De reformas educativas
Latín y Griego pasan a ser materias residuales en la nueva ley
Venía yo cavilando, de vuelta ayer a casa, sobre lo absurda que resulta la política cuando se proponen, aceptan y dictan disposiciones que, de mano, ... se sabe que no van a servir para nada, porque no hay la menor voluntad de ponerlas en práctica. Valen, eso sí, para quedar bien, hacerse unas fotos y que todos sepamos lo buenos y dialogantes que son los gobernantes.
Tal ocurrió el 27 de febrero de 2019, cuando el Congreso de los Diputados aprobó por unanimidad una proposición no de ley, para instar al Gobierno de España a promover que la Unesco declare el Latín y el Griego antiguos como Patrimonio Inmaterial de la Humanidad. La iniciativa había surgido hace años en Italia y precisaba de los apoyos de distintos países europeos para garantizar un éxito global. Por fin, gracias al ímprobo trabajo de algunas personas, se lograba en España.
Cuando uno ve las cosas que se declaran patrimonio inmaterial de la humanidad, como, por ejemplo en España el silbido gomero, el canto de la Sibila de Mallorca, el misterio de Elche, los 'castells' de Cataluña, la fiesta de los patios de Córdoba, etc., no deja de darse cuenta de que la petición referida al latín y al griego tiene todo el fundamento del mundo: esas dos lenguas son los pilares sobre los que se asienta la civilización occidental, o sea, la de unos tres cuartos del total de la humanidad, y las ventanas que nos permiten acceder a su comprensión misma y, en concreto, a lo que es Europa: nuestra historia, nuestra ciencia, nuestra escritura, nuestras lenguas, nuestro arte, nuestra literatura, nuestro pensamiento, nuestras leyes, nuestras democracias, nuestras costumbres... Y todos los 'nuestros' que te puedas imaginar.
Todas las asociaciones de estudios clásicos de España se han unido para tratar de frenar el desastre, pero sin éxito
Esa es la razón por la que las lenguas clásicas, con mayor o menor acierto pedagógico, han estado dignamente presentes desde el siglo XIX en nuestros planes de estudio. Aquellos hoy viejos ciudadanos instruidos en ellas, aun someramente, sabían lo útil que podían serles para estudiar derecho, medicina, lenguas y otras ramas del saber.
La modernización de la enseñanza, con la venida de la democracia, eliminó materias que a duras penas soportaban un examen crítico y diezmó las que se consideraban anticuadas, en favor de otras más actuales. Entre las sacrificadas siempre han estado el latín y el griego: los sucesivos 'nomothetes' o legisladores debieron de considerarlas rescoldos de ese antiguo régimen que había que sofocar y alumbraron diversas reformas que han coincidido, todas, en reducir la presencia del latín y del griego. Tanto es así que ya son comunes hoy en día historiadores de la antigüedad y hasta catedráticos de lengua española que no saben una palabra de latín.
La última reforma no ha sido distinta: latín y griego empeoran aún más si cabe su situación y pasan a ser materias residuales en la nueva ley.

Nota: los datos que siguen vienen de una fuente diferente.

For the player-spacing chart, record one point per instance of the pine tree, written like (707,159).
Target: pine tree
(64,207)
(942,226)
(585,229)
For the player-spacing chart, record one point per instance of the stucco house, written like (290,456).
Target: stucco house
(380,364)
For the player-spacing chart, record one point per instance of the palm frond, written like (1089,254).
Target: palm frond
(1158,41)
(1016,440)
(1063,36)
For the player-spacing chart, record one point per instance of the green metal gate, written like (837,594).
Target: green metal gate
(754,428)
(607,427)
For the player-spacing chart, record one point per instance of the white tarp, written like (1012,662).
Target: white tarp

Todas las asociaciones de estudios clásicos de España se han unido para tratar de frenar el desastre, pero sin éxito; la posición de quienes han decidido ha sido inflexible durante todo el proceso de tramitación, pese a ser conscientes del naufragio cultural a que abocaba: era urgente, decían, aprobar la ley, y mover una coma retrasaría su puesta en marcha. Así han protegido las autoridades españolas lo que consideraban, por unanimidad, digno de ser patrimonio inmaterial de la humanidad.
Lo peor de todo es que no queda ya casi nadie a quien le importe un pimiento lo que está pasando; nadie que se dé cuenta de que pronto no habrá quien sea capaz, no ya de leer una inscripción latina o traducir un manuscrito, sino siquiera de saber por qué a las últimas variantes del coronavirus se las denomina 'mi' o 'ni', por qué no hay que decir 'el ratio' sino 'la ratio', por qué el teorema de Pitágoras, el principio de Arquímedes, inventos como la televisión, enfermedades como la artritis o el melanoma, recursos como el de 'habeas corpus', delitos como el de estupro e infinitas cosas más que nos rodean reciben precisamente esos nombres y explican lo que explican.
Se necesitan toneladas de páginas y horas en medios de comunicación y redes sociales para concienciar a la sociedad de la utilidad y necesidad de lo que ya no se le enseña en el colegio. Solo así podría rebelarse y protestar ante barbaries evidentes; solo así hacer llegar su mermada voz a los gobiernos; solo así conseguir que estos reaccionen y atiendan a razones, aunque no sea porque las consideren justas y necesarias, sino porque estimen que del clamor puedan sacar votos.